We're delighted to be partnering with Golden Hare Books to host former journalist turned author Ajay Close in conversation with WIJ Scotland co-chair Anna Burnside about her latest novel What Doesn't Kill Us.

Buy a copy of What Doesn't Kill Us from Golden Hare Books and receive a free ticket to the event - click here to purchase.

The event will take place on Wednesday May 22 at 6.30pm at Golden Hare Books, 68 St Stephen Street, Edinburgh EH3 5AQ

We will follow up on your booking with a confirmation email - please be sure to check your junk folder!

About What Doesn't Kill Us

A killer stalks the streets of Leeds. Every man is a suspect.

Every woman is at risk. But in a house on Cleopatra Street, women are fighting back. It’s the eve of the 1980s.
PC Liz Seeley joins the squad investigating the murders. With a violent boyfriend at home and male chauvinist pigs at work, she is drawn to a feminist collective led by the militant and uncompromising Rowena. There she meets Charmaine – young, Black, artistic, and fighting discrimination on two fronts.
As the list of victims grows and police fail to catch the killer, women across the north are too terrified to go out after dark. To the feminists, the Butcher is a symptom of wider misogyny. Their anger finds an outlet in violence and Liz is torn between loyalty to them and her duty as a police officer.
Which way will she jump? Ajay Close combines the tension of a police procedural with the power and passion of the women’s lib movement.
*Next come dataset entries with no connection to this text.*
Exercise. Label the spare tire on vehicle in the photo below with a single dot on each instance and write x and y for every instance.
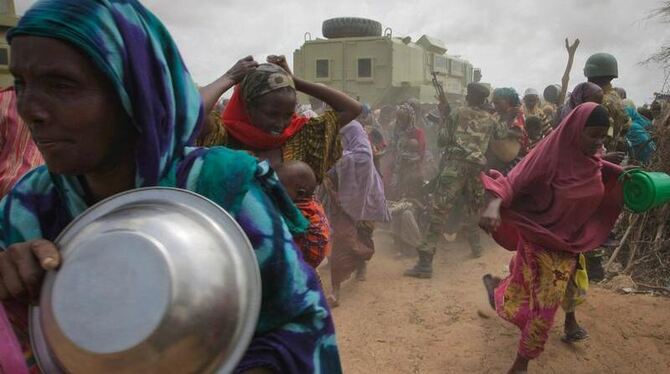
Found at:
(350, 27)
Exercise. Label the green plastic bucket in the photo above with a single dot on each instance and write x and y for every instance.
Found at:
(644, 190)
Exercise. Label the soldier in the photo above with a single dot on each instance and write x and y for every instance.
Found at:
(601, 69)
(457, 189)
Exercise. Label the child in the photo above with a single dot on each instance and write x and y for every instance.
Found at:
(300, 182)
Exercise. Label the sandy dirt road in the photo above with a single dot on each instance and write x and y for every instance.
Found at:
(393, 324)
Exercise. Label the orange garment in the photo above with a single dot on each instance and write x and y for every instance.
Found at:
(315, 242)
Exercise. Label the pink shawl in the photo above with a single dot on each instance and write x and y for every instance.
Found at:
(557, 197)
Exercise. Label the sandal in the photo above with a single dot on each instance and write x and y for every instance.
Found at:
(576, 336)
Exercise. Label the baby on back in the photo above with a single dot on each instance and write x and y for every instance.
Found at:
(300, 182)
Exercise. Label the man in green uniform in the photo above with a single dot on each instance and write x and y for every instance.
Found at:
(457, 191)
(601, 69)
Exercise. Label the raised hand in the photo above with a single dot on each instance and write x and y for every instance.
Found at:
(571, 48)
(281, 61)
(241, 69)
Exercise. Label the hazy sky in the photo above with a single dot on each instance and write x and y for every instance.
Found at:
(516, 43)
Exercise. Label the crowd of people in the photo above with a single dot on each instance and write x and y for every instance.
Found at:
(308, 184)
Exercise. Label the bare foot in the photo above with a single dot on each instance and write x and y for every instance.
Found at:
(333, 302)
(490, 283)
(573, 332)
(520, 365)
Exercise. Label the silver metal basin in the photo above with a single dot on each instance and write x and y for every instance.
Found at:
(155, 280)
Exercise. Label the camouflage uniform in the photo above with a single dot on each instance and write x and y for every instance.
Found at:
(458, 193)
(619, 120)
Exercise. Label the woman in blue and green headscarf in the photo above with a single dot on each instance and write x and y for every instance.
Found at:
(641, 145)
(112, 108)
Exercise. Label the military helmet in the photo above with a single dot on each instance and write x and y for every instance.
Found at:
(601, 65)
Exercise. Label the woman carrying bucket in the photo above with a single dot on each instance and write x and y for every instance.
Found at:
(562, 200)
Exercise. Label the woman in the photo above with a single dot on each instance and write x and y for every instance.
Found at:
(355, 200)
(508, 111)
(560, 201)
(641, 145)
(260, 116)
(586, 92)
(112, 108)
(404, 131)
(18, 153)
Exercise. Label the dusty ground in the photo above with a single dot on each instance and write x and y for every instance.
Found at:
(393, 324)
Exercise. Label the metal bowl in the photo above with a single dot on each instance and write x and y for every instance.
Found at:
(155, 280)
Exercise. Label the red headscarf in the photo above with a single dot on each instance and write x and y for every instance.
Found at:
(236, 121)
(558, 197)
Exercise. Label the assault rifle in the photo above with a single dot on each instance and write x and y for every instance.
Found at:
(444, 107)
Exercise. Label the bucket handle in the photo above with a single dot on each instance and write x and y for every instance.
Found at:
(626, 174)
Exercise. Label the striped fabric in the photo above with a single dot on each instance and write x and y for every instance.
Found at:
(18, 153)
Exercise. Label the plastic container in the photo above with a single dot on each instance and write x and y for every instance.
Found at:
(645, 190)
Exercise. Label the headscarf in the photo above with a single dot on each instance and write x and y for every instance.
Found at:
(531, 91)
(578, 96)
(18, 153)
(558, 197)
(360, 188)
(135, 51)
(638, 135)
(265, 79)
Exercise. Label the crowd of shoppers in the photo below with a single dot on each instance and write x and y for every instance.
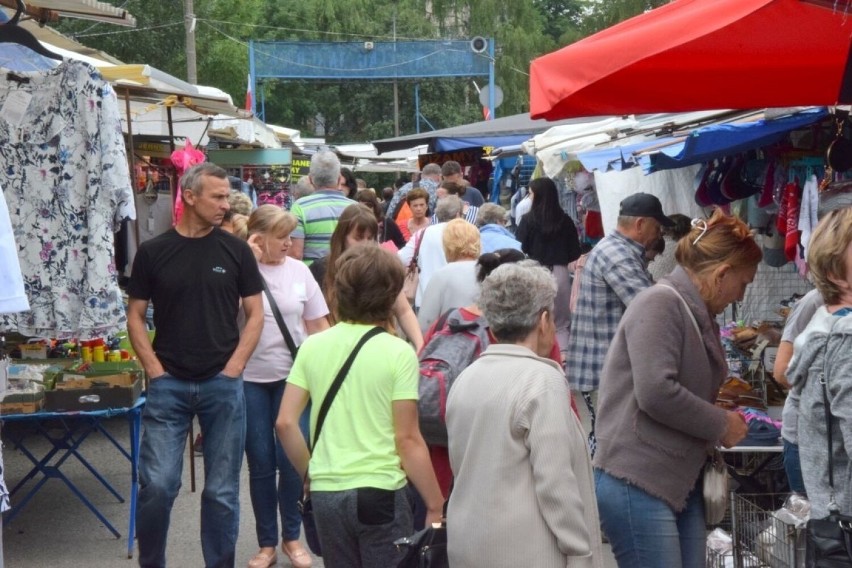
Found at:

By turns emotional, action-packed and darkly funny, What Doesn’t Kill Us reveals just how much the world has changed since the 1970s – and how much it hasn’t.

About Ajay Close

Ajay's first career as an award-winning journalist was followed by writer in residences in Renfrewshire and Perth and Kinross. She now works as a novelist, dramatist, and creative-writing tutor. Two of her five novels have been long-listed for major prizes. Recurring themes in her work include: feminism, politics, troubled family relationships, narcissism, victimhood and its ambiguities.